Pass a threading.Event to list_scanners() to cancel a long-running discovery from another thread:

import threading
import scanlib

cancel = threading.Event()

# Cancel after 5 seconds from another thread
threading.Timer(5, cancel.set).start()

scanners = scanlib.list_scanners(timeout=120, cancel=cancel)

When the event is set, list_scanners() returns immediately with whatever scanners have been found (or an empty list).

eSCL / AirScan Network Scanners¶

scanlib includes a built-in eSCL (AirScan) backend that discovers network scanners via mDNS and communicates with them directly over HTTP — no OS-level scanner drivers are needed.

Platform	eSCL status	Notes
Linux	Always enabled	Runs alongside SANE
Windows	Always enabled	Runs alongside WIA
macOS	Opt-in (`SCANLIB_ESCL=1`)	ImageCaptureCore already handles eSCL natively

To enable the eSCL backend on macOS:

export SCANLIB_ESCL=1

When the eSCL backend runs alongside a platform backend, discovery runs in parallel and the results are deduplicated: a network scanner seen by both backends (for example a WSD scanner configured in Windows that also advertises eSCL over mDNS) is reported only once. Two scanners are recognised as the same device when their uuid values match or their IP addresses match.

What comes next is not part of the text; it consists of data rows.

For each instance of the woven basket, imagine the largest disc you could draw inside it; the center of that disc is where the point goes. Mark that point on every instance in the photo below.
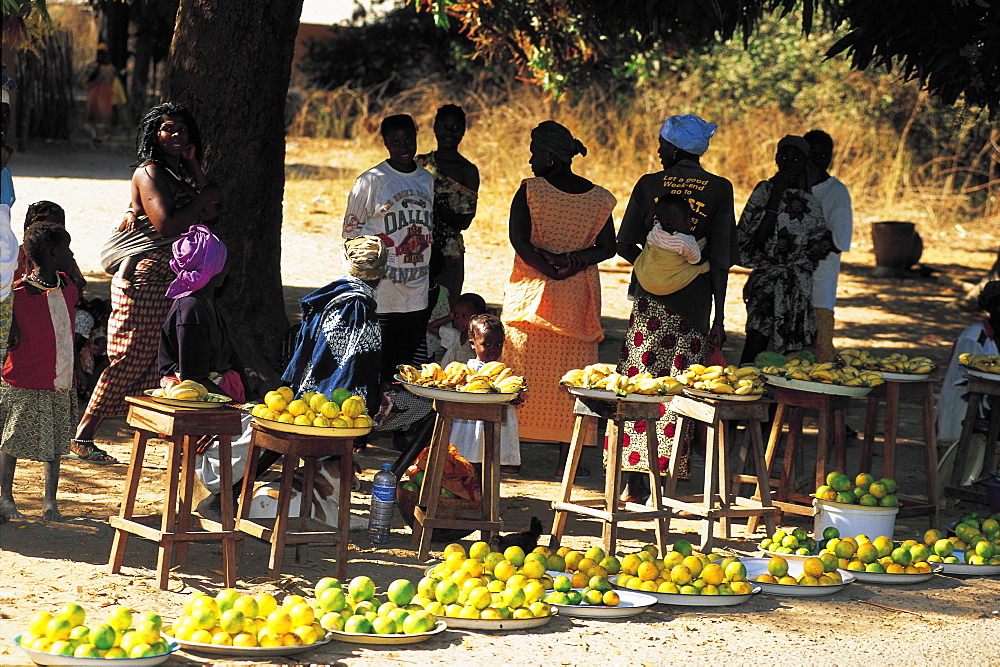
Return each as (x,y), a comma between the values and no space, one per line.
(407,501)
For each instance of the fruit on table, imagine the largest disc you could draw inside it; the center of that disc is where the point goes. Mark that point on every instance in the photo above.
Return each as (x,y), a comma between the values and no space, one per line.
(816,571)
(865,490)
(987,363)
(745,380)
(486,585)
(605,376)
(894,363)
(683,571)
(883,556)
(492,378)
(339,410)
(125,634)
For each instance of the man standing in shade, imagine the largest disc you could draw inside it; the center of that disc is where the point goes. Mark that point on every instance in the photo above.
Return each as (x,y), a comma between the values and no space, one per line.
(835,201)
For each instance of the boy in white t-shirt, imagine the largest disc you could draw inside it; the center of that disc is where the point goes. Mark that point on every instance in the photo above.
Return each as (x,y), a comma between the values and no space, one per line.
(394,201)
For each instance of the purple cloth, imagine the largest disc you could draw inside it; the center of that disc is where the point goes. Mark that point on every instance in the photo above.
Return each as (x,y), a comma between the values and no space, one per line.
(198,256)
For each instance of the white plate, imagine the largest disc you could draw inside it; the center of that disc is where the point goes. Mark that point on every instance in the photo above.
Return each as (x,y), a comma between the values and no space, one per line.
(195,405)
(325,431)
(356,638)
(249,652)
(886,578)
(904,377)
(43,658)
(964,568)
(632,603)
(982,374)
(606,395)
(701,393)
(499,624)
(456,396)
(692,600)
(817,387)
(758,566)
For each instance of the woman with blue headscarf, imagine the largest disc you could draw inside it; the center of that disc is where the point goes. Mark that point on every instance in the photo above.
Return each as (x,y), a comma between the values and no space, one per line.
(669,332)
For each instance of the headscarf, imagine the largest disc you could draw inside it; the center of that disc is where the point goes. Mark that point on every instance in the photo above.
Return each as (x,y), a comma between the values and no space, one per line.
(989,295)
(557,140)
(366,257)
(198,256)
(688,132)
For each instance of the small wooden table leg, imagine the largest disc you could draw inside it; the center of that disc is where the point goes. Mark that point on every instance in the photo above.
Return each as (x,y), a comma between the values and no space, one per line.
(120,542)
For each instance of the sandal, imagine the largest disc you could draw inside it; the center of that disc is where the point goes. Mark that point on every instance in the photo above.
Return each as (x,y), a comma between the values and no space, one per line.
(96,455)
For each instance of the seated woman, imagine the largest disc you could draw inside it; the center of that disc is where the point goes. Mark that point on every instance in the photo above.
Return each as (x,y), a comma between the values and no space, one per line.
(194,344)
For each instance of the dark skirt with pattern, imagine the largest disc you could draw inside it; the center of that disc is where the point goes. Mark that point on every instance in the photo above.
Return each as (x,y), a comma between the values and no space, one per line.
(37,423)
(660,342)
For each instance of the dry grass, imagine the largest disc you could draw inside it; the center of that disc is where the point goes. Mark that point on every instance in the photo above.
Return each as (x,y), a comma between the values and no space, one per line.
(884,179)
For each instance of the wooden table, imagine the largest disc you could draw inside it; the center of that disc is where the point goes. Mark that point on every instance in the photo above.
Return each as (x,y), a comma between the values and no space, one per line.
(892,392)
(181,428)
(487,517)
(303,529)
(719,502)
(593,413)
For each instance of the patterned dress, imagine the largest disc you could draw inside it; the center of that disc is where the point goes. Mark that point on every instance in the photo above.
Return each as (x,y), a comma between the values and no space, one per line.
(553,326)
(779,291)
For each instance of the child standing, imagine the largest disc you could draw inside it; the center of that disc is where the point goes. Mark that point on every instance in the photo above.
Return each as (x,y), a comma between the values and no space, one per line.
(671,258)
(486,334)
(453,329)
(37,401)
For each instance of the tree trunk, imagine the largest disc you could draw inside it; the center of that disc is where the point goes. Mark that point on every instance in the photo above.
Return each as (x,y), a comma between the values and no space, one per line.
(230,63)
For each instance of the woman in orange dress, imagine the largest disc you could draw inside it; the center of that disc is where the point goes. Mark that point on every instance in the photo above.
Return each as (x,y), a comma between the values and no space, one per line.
(561,228)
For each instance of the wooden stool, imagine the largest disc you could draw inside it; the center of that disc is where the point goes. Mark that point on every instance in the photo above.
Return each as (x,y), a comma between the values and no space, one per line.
(303,529)
(978,388)
(590,412)
(181,428)
(892,391)
(719,414)
(487,517)
(791,403)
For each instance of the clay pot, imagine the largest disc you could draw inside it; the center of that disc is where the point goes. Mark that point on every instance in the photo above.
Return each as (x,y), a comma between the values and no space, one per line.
(897,246)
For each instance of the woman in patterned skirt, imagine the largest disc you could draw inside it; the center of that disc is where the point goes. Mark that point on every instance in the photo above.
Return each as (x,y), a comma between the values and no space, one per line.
(668,333)
(170,192)
(561,228)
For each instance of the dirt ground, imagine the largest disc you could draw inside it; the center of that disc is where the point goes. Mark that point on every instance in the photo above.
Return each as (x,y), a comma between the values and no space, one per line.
(46,565)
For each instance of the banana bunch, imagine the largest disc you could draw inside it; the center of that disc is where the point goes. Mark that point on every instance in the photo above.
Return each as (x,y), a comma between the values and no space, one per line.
(186,390)
(987,363)
(724,379)
(492,378)
(826,373)
(605,376)
(894,363)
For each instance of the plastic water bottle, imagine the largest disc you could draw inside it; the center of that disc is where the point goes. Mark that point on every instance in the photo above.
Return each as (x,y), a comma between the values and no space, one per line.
(383,499)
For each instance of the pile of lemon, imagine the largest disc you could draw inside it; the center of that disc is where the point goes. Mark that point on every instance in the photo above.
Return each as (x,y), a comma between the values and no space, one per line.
(247,621)
(682,571)
(816,571)
(880,555)
(485,584)
(121,635)
(339,410)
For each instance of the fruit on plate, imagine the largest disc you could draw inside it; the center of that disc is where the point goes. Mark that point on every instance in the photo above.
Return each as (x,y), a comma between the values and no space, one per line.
(492,378)
(880,555)
(683,571)
(339,410)
(484,584)
(745,380)
(864,490)
(987,363)
(605,376)
(816,571)
(894,363)
(122,634)
(187,390)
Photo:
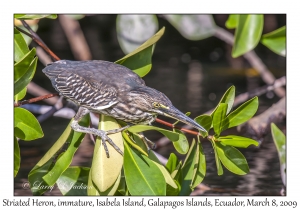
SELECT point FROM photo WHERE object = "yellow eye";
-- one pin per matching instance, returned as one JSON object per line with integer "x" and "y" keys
{"x": 156, "y": 105}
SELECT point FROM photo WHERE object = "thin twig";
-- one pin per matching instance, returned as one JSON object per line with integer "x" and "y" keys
{"x": 32, "y": 100}
{"x": 75, "y": 37}
{"x": 44, "y": 58}
{"x": 39, "y": 43}
{"x": 37, "y": 90}
{"x": 172, "y": 126}
{"x": 55, "y": 108}
{"x": 32, "y": 32}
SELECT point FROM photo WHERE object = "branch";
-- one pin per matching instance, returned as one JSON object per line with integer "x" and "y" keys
{"x": 39, "y": 43}
{"x": 75, "y": 37}
{"x": 252, "y": 58}
{"x": 238, "y": 100}
{"x": 172, "y": 126}
{"x": 32, "y": 100}
{"x": 32, "y": 32}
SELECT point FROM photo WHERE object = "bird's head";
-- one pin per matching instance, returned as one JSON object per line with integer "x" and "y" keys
{"x": 158, "y": 103}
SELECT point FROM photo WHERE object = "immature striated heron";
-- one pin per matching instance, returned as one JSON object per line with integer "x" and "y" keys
{"x": 113, "y": 90}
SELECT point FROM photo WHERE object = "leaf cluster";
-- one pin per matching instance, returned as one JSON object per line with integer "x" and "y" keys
{"x": 138, "y": 172}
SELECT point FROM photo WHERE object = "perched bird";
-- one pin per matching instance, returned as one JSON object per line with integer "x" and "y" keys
{"x": 113, "y": 90}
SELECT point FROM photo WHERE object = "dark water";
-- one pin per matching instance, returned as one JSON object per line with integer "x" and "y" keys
{"x": 194, "y": 75}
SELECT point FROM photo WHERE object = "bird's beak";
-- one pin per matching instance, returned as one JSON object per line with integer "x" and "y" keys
{"x": 178, "y": 115}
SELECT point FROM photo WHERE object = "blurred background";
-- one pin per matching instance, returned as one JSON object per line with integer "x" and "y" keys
{"x": 194, "y": 74}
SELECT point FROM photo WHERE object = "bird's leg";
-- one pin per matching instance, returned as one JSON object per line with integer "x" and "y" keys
{"x": 102, "y": 134}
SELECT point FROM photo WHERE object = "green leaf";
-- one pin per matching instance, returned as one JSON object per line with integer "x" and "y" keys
{"x": 178, "y": 138}
{"x": 105, "y": 171}
{"x": 140, "y": 59}
{"x": 172, "y": 163}
{"x": 177, "y": 173}
{"x": 34, "y": 27}
{"x": 26, "y": 126}
{"x": 247, "y": 34}
{"x": 74, "y": 181}
{"x": 280, "y": 142}
{"x": 20, "y": 95}
{"x": 237, "y": 141}
{"x": 76, "y": 16}
{"x": 189, "y": 169}
{"x": 65, "y": 158}
{"x": 219, "y": 118}
{"x": 20, "y": 46}
{"x": 232, "y": 21}
{"x": 135, "y": 144}
{"x": 57, "y": 159}
{"x": 17, "y": 157}
{"x": 134, "y": 30}
{"x": 20, "y": 84}
{"x": 227, "y": 98}
{"x": 242, "y": 114}
{"x": 232, "y": 159}
{"x": 193, "y": 27}
{"x": 218, "y": 163}
{"x": 143, "y": 177}
{"x": 21, "y": 67}
{"x": 32, "y": 17}
{"x": 206, "y": 122}
{"x": 276, "y": 41}
{"x": 182, "y": 144}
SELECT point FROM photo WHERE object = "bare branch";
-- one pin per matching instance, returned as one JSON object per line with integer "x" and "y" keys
{"x": 37, "y": 90}
{"x": 75, "y": 37}
{"x": 39, "y": 43}
{"x": 32, "y": 100}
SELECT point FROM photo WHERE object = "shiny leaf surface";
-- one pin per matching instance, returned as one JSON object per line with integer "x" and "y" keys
{"x": 232, "y": 21}
{"x": 242, "y": 114}
{"x": 248, "y": 33}
{"x": 140, "y": 59}
{"x": 20, "y": 46}
{"x": 26, "y": 126}
{"x": 74, "y": 181}
{"x": 142, "y": 176}
{"x": 237, "y": 141}
{"x": 20, "y": 84}
{"x": 57, "y": 159}
{"x": 219, "y": 118}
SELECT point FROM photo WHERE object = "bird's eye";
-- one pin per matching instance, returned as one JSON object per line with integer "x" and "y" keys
{"x": 156, "y": 105}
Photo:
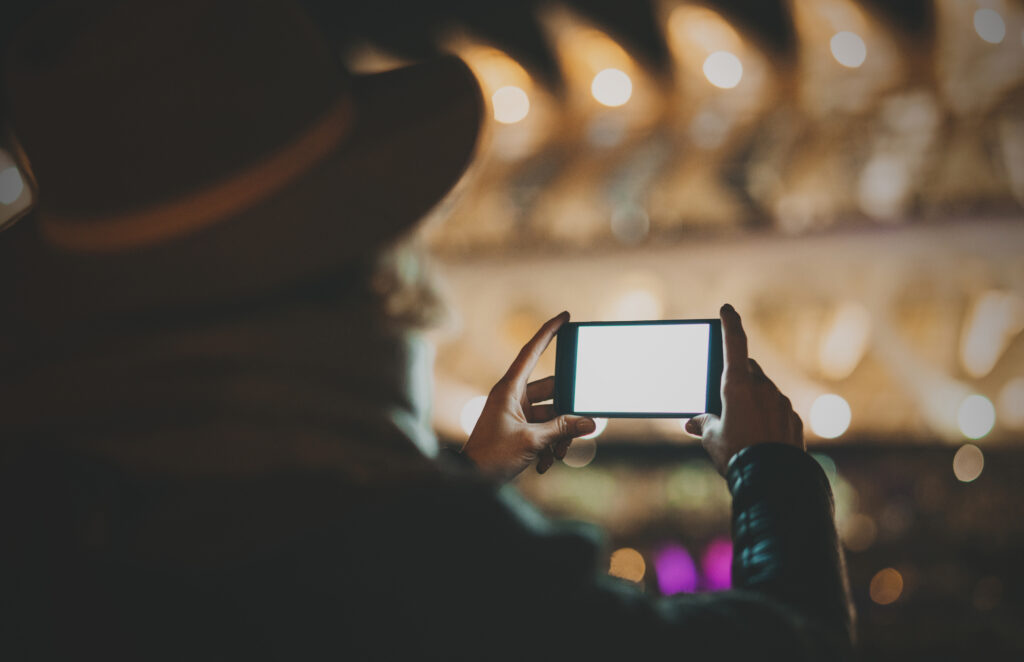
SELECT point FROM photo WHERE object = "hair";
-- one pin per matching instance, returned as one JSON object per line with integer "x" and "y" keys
{"x": 407, "y": 287}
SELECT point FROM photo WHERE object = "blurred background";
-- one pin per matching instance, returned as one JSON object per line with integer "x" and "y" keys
{"x": 850, "y": 175}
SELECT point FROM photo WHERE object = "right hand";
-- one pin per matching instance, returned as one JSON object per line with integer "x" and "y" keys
{"x": 754, "y": 411}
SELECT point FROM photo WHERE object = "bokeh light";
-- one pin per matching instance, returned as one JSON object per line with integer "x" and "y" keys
{"x": 829, "y": 416}
{"x": 676, "y": 571}
{"x": 848, "y": 48}
{"x": 471, "y": 412}
{"x": 989, "y": 26}
{"x": 611, "y": 87}
{"x": 968, "y": 463}
{"x": 11, "y": 184}
{"x": 717, "y": 565}
{"x": 599, "y": 425}
{"x": 976, "y": 416}
{"x": 1012, "y": 403}
{"x": 581, "y": 453}
{"x": 511, "y": 105}
{"x": 723, "y": 70}
{"x": 887, "y": 586}
{"x": 628, "y": 564}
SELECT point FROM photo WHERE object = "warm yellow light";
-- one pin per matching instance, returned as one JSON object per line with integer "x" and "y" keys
{"x": 471, "y": 413}
{"x": 989, "y": 26}
{"x": 994, "y": 319}
{"x": 968, "y": 463}
{"x": 611, "y": 87}
{"x": 887, "y": 585}
{"x": 628, "y": 564}
{"x": 845, "y": 341}
{"x": 723, "y": 70}
{"x": 11, "y": 184}
{"x": 829, "y": 416}
{"x": 1012, "y": 403}
{"x": 848, "y": 48}
{"x": 976, "y": 416}
{"x": 511, "y": 105}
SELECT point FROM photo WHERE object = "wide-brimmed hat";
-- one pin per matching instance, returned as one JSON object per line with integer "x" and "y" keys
{"x": 200, "y": 150}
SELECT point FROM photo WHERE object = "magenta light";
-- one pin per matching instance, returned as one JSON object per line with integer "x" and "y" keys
{"x": 676, "y": 570}
{"x": 717, "y": 563}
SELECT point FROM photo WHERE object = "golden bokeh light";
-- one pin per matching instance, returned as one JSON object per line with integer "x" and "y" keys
{"x": 968, "y": 463}
{"x": 510, "y": 105}
{"x": 829, "y": 416}
{"x": 989, "y": 26}
{"x": 845, "y": 340}
{"x": 848, "y": 48}
{"x": 887, "y": 586}
{"x": 992, "y": 323}
{"x": 628, "y": 564}
{"x": 976, "y": 416}
{"x": 611, "y": 87}
{"x": 723, "y": 70}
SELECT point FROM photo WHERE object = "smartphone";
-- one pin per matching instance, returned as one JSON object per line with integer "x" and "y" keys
{"x": 643, "y": 369}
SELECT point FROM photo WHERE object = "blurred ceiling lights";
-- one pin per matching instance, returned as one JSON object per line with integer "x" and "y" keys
{"x": 579, "y": 185}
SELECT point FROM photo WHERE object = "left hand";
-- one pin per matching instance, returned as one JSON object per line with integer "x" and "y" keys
{"x": 512, "y": 430}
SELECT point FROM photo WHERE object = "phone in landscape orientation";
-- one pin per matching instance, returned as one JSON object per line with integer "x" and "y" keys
{"x": 647, "y": 369}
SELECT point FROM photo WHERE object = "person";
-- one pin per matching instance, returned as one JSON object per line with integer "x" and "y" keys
{"x": 215, "y": 427}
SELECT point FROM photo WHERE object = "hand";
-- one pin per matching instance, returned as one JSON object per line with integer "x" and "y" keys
{"x": 753, "y": 409}
{"x": 512, "y": 430}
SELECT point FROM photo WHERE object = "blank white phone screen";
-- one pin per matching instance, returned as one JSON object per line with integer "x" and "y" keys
{"x": 657, "y": 368}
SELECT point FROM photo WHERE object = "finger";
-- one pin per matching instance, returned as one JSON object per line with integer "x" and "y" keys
{"x": 530, "y": 353}
{"x": 541, "y": 389}
{"x": 541, "y": 413}
{"x": 562, "y": 427}
{"x": 759, "y": 374}
{"x": 734, "y": 340}
{"x": 698, "y": 424}
{"x": 544, "y": 461}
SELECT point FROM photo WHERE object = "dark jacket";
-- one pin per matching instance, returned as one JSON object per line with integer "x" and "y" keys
{"x": 299, "y": 565}
{"x": 247, "y": 488}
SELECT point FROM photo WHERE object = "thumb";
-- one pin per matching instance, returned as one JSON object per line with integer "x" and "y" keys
{"x": 698, "y": 424}
{"x": 563, "y": 427}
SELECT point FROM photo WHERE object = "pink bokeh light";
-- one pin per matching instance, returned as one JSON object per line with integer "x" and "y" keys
{"x": 676, "y": 571}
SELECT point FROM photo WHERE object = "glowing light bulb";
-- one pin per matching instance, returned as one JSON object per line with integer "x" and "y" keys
{"x": 628, "y": 564}
{"x": 829, "y": 416}
{"x": 1012, "y": 403}
{"x": 723, "y": 70}
{"x": 11, "y": 185}
{"x": 611, "y": 87}
{"x": 976, "y": 416}
{"x": 968, "y": 463}
{"x": 471, "y": 413}
{"x": 989, "y": 26}
{"x": 511, "y": 105}
{"x": 848, "y": 49}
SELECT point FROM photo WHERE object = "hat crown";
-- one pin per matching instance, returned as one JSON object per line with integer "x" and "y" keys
{"x": 123, "y": 106}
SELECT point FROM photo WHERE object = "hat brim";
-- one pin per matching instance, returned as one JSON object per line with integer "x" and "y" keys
{"x": 414, "y": 134}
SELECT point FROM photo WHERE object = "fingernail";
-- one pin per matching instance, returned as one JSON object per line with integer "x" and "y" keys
{"x": 585, "y": 425}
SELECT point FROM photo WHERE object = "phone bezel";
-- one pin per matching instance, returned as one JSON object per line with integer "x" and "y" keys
{"x": 565, "y": 350}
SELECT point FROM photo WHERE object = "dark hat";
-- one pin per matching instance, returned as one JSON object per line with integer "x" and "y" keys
{"x": 197, "y": 150}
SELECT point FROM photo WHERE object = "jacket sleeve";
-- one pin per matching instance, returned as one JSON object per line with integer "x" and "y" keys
{"x": 790, "y": 597}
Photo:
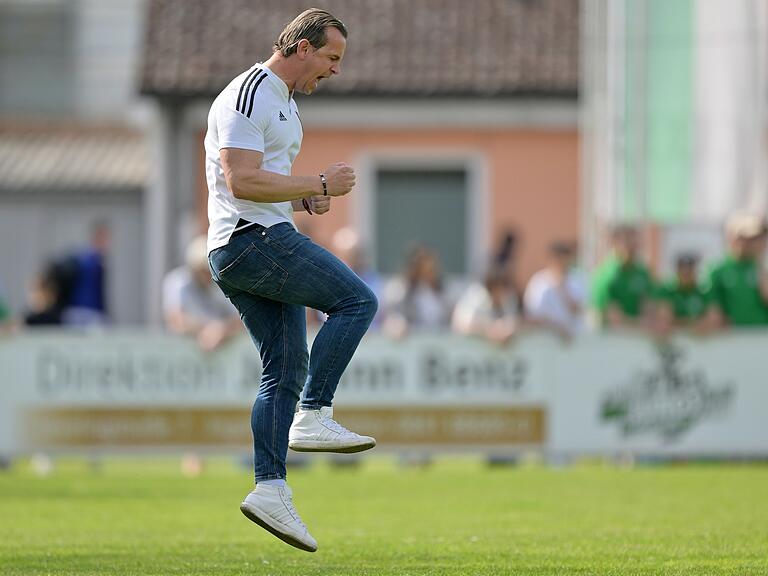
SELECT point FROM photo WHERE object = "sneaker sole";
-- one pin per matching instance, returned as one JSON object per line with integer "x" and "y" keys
{"x": 309, "y": 446}
{"x": 287, "y": 538}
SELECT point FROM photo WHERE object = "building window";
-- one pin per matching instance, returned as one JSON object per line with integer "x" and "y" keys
{"x": 37, "y": 58}
{"x": 422, "y": 207}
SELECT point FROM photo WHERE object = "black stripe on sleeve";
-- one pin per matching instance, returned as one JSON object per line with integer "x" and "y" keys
{"x": 253, "y": 93}
{"x": 248, "y": 80}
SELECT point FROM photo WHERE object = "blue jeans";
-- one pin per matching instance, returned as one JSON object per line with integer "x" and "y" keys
{"x": 270, "y": 275}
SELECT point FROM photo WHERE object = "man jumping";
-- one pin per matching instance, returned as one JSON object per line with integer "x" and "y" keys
{"x": 270, "y": 271}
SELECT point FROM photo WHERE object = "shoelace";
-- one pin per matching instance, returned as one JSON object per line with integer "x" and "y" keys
{"x": 288, "y": 502}
{"x": 335, "y": 426}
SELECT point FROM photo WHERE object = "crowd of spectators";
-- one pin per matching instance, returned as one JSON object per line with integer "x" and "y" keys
{"x": 622, "y": 293}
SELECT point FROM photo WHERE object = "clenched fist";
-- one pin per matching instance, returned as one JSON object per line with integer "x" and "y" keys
{"x": 319, "y": 204}
{"x": 340, "y": 178}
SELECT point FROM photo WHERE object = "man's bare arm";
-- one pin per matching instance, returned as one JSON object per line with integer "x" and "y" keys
{"x": 248, "y": 181}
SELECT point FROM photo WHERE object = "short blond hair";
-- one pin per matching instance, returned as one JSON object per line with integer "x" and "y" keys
{"x": 310, "y": 25}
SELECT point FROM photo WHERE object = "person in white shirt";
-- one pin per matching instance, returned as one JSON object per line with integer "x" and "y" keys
{"x": 555, "y": 296}
{"x": 416, "y": 300}
{"x": 488, "y": 309}
{"x": 271, "y": 272}
{"x": 194, "y": 306}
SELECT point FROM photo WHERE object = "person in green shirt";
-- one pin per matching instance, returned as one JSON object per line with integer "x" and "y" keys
{"x": 5, "y": 317}
{"x": 622, "y": 286}
{"x": 737, "y": 286}
{"x": 681, "y": 302}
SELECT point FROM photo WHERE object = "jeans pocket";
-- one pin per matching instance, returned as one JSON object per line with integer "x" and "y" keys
{"x": 251, "y": 270}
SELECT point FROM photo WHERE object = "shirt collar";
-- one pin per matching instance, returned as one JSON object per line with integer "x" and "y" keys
{"x": 277, "y": 82}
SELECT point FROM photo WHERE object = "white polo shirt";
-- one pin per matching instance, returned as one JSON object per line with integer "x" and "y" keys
{"x": 254, "y": 112}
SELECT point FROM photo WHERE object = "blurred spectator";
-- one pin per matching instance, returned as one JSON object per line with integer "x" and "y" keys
{"x": 194, "y": 306}
{"x": 348, "y": 247}
{"x": 85, "y": 303}
{"x": 680, "y": 302}
{"x": 5, "y": 315}
{"x": 555, "y": 295}
{"x": 417, "y": 299}
{"x": 737, "y": 287}
{"x": 505, "y": 258}
{"x": 488, "y": 309}
{"x": 43, "y": 299}
{"x": 622, "y": 285}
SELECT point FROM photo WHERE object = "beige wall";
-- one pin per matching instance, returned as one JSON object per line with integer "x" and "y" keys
{"x": 532, "y": 176}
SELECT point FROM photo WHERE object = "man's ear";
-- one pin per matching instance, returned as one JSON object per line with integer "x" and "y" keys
{"x": 302, "y": 48}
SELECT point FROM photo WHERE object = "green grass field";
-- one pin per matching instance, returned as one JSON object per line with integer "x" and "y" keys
{"x": 454, "y": 517}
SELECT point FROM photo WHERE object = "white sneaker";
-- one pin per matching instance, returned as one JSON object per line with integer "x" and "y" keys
{"x": 317, "y": 431}
{"x": 271, "y": 507}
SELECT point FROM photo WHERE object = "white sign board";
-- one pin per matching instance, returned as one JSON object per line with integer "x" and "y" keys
{"x": 604, "y": 393}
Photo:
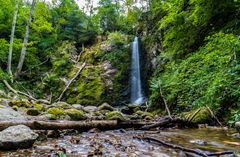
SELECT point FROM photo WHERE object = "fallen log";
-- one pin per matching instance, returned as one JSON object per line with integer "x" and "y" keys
{"x": 77, "y": 125}
{"x": 167, "y": 121}
{"x": 151, "y": 139}
{"x": 188, "y": 150}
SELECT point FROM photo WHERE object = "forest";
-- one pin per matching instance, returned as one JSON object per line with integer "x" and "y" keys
{"x": 79, "y": 76}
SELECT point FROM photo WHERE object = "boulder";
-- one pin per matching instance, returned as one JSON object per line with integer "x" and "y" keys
{"x": 237, "y": 126}
{"x": 7, "y": 113}
{"x": 75, "y": 114}
{"x": 105, "y": 106}
{"x": 77, "y": 106}
{"x": 115, "y": 115}
{"x": 16, "y": 137}
{"x": 33, "y": 112}
{"x": 20, "y": 103}
{"x": 60, "y": 104}
{"x": 90, "y": 109}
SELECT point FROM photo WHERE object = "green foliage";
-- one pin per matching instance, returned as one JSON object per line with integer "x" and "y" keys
{"x": 210, "y": 76}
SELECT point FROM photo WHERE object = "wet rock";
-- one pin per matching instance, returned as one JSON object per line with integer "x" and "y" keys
{"x": 40, "y": 107}
{"x": 143, "y": 114}
{"x": 62, "y": 105}
{"x": 21, "y": 103}
{"x": 33, "y": 112}
{"x": 55, "y": 111}
{"x": 77, "y": 106}
{"x": 53, "y": 134}
{"x": 237, "y": 126}
{"x": 198, "y": 142}
{"x": 202, "y": 117}
{"x": 4, "y": 102}
{"x": 15, "y": 137}
{"x": 115, "y": 115}
{"x": 75, "y": 114}
{"x": 105, "y": 106}
{"x": 7, "y": 113}
{"x": 90, "y": 109}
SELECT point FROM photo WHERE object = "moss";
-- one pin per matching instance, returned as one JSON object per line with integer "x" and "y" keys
{"x": 105, "y": 106}
{"x": 143, "y": 114}
{"x": 33, "y": 112}
{"x": 40, "y": 107}
{"x": 21, "y": 103}
{"x": 203, "y": 116}
{"x": 75, "y": 114}
{"x": 56, "y": 111}
{"x": 115, "y": 115}
{"x": 104, "y": 112}
{"x": 88, "y": 89}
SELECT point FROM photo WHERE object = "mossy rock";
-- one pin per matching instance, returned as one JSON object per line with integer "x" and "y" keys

Which entry survives a duplicate depends on the platform. On Linux and Windows the platform driver (SANE/WIA) is preferred, since it is always available; on macOS the eSCL entry is preferred, since enabling SCANLIB_ESCL=1 signals that you want the eSCL driver. Setting SCANLIB_ESCL=1 on Linux or Windows flips the preference there too, so the eSCL entry wins everywhere. Each scanner’s backend property indicates which backend discovered it:

`scanner.backend`	Description	Scanner ID format
`"sane"`	Linux SANE (USB)	SANE device URI
`"imagecapture"`	macOS ImageCaptureCore	ICC UUID
`"wia"`	Windows WIA 2.0 (USB + network)	WIA device ID
`"escl"`	eSCL / AirScan (network)	`escl:IP:PORT`

Error Handling¶

All scanlib exceptions derive from ScanLibError, so a single except scanlib.ScanLibError catches everything. The common subclasses are:

Exception	Raised when
`ScannerBusyError`	The scanner is already in use by another session or application (most scanners — network ones especially — allow only one scan session at a time). Subclass of `ScanError`.
`ScannerUnavailableError`	The scanner could not be reached — offline, asleep, or disconnected — rather than held by another session. Often transient (a network scanner that went to sleep) and worth retrying once it is reachable. Subclass of `ScanError`.
`FeederEmptyError`	A feeder scan was requested but the document feeder is empty. Subclass of `ScanError`.
`ScanAborted`	The scan was cancelled via `Scanner.abort()`, a `progress` callback returning `False`, or at the device.
`ScannerNotOpenError`	A scan/capability call was made before `Scanner.open()`.
`ScanError`	Any other scanning failure.

import scanlib

try:
    with scanners[0] as scanner:
        doc = scanner.scan()
except scanlib.ScannerBusyError:
    print("Scanner is busy — close any other scanning app and retry.")
except scanlib.ScannerUnavailableError:
    print("Scanner is offline or asleep — check it's on and reachable.")
except scanlib.ScanAborted:
    print("Scan was cancelled.")
except scanlib.ScanLibError as exc:
    print(f"Scan failed: {exc}")

Because ScannerBusyError, ScannerUnavailableError, and FeederEmptyError subclass ScanError, existing except ScanError handlers keep working; catch them explicitly only when you want to react differently.

Thread Safety¶

All scanlib operations can be called from any thread. The library internally dispatches operations to the correct thread for backends that require it (macOS ImageCaptureCore, Windows WIA).

Note that progress callbacks may execute on an internal thread. If your callback updates a GUI, dispatch to your UI thread accordingly. The next_page callback always runs on the caller’s thread.